Ever since I walked away from the game of baseball April of 2015, I have had big aspirations of coaching baseball to the younger generation. I played college baseball for a tiny NAIA school that 95% of you never heard of – Asbury University in Wilmore, KY. I was fortunate to play college baseball as a relief pitcher for 4 years. I dedicated to that through hard work and keeping my arm healthy. I was surrounded by great coaches not only knew the game of baseball so well but they knew how to teach proper arm care. I took their advice and I never had one single arm injury in my baseball career. This sets up for the story I am about to tell you.

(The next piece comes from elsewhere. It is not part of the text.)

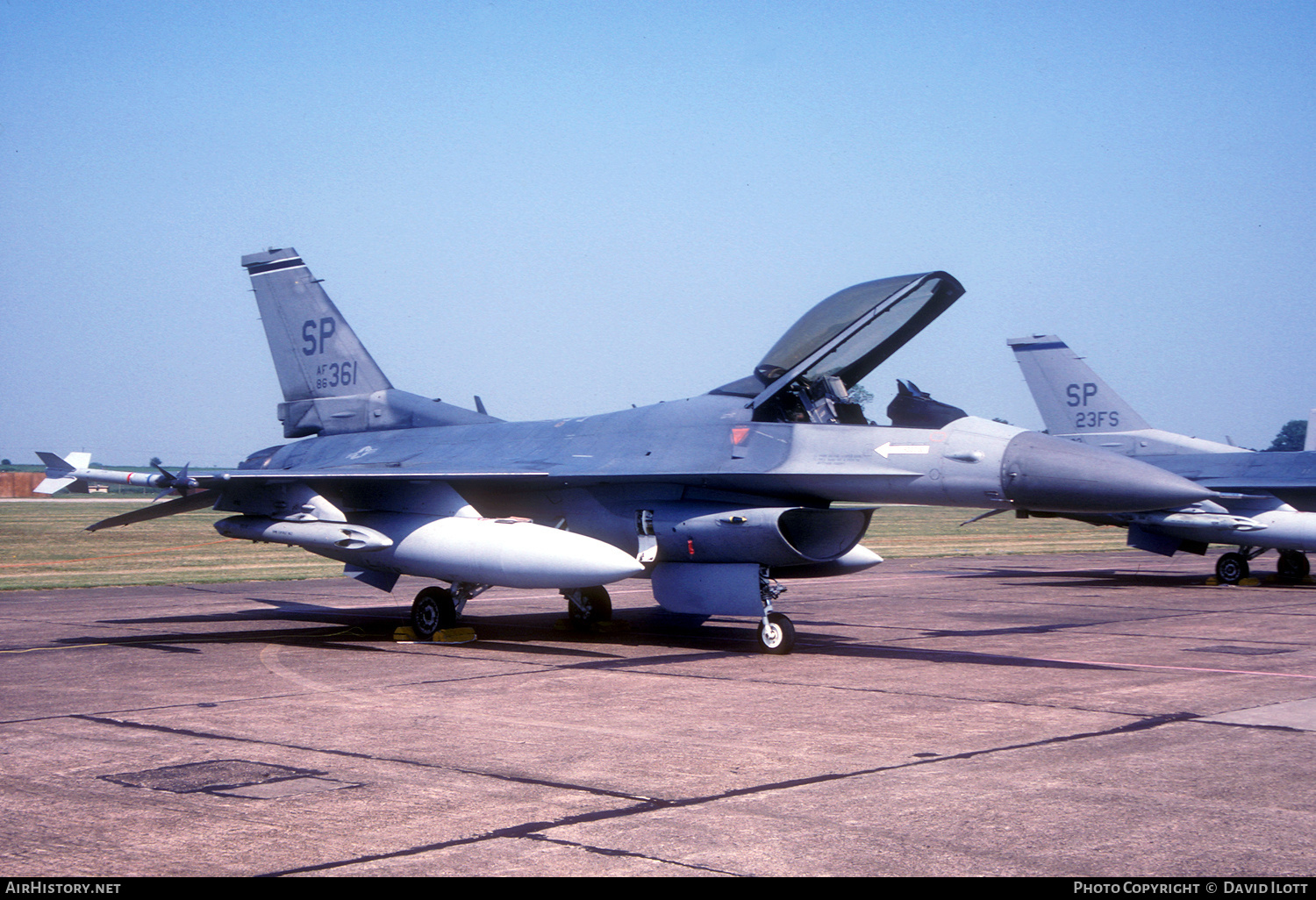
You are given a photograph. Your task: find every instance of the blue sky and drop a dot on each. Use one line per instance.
(573, 207)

One day I was enjoying lunch at a Subway minding my own business while reading the local news on my phone. A pair of gentleman walked in and they happened to be friends that were catching up with each other. They got their food and sat down to make a conversation about their sons getting involved with travel baseball. One gentleman brought up that his sons coach was teaching one of their best pitchers a slider. He also mentioned that the kid was throwing this pitch too well, that it eventually caused him to have a UCL injury. A torn UCL at the age of 15. This poor kid needed Tommy John surgery at the age of 15 because of a pitch that no one should throw until they get to college.

Trouble With the Slider

A slider could be one of the most devastating pitches in baseball if thrown right. This pitch is supposed to be thrown like a fastball to where it creates deception to where the pitch looks like a fastball one second then suddenly there’s a sharp break away from a right handed hitter or away from a left handed hitter (depending if you are right or left handed pitcher). While you are throwing a slider, there is so much wrist snapping involved to where it creates a lot of stress on your elbow. I asked my pitching coach about a slider one day and he replied to me “You don’t need to know that until you advance further into your baseball career”. In my case that was college.

A Call to Arms

To the people who are coaches and aspiring coaches, do not teach your kids this pitch until they get to college. There are alternatives you can teach your kids to throw other than a slider. Teach them how to throw change ups, curve balls, cutters, and sinkers at a young age. These pitches create a little to no stress on the elbow. Avoid the “UCL Destroyers” like sliders and screwballs. Teach your kids how to build arm strength at a early age by long tossing and doing exercises on elastic bands. Tell them that’s very important to maintain a healthy arm.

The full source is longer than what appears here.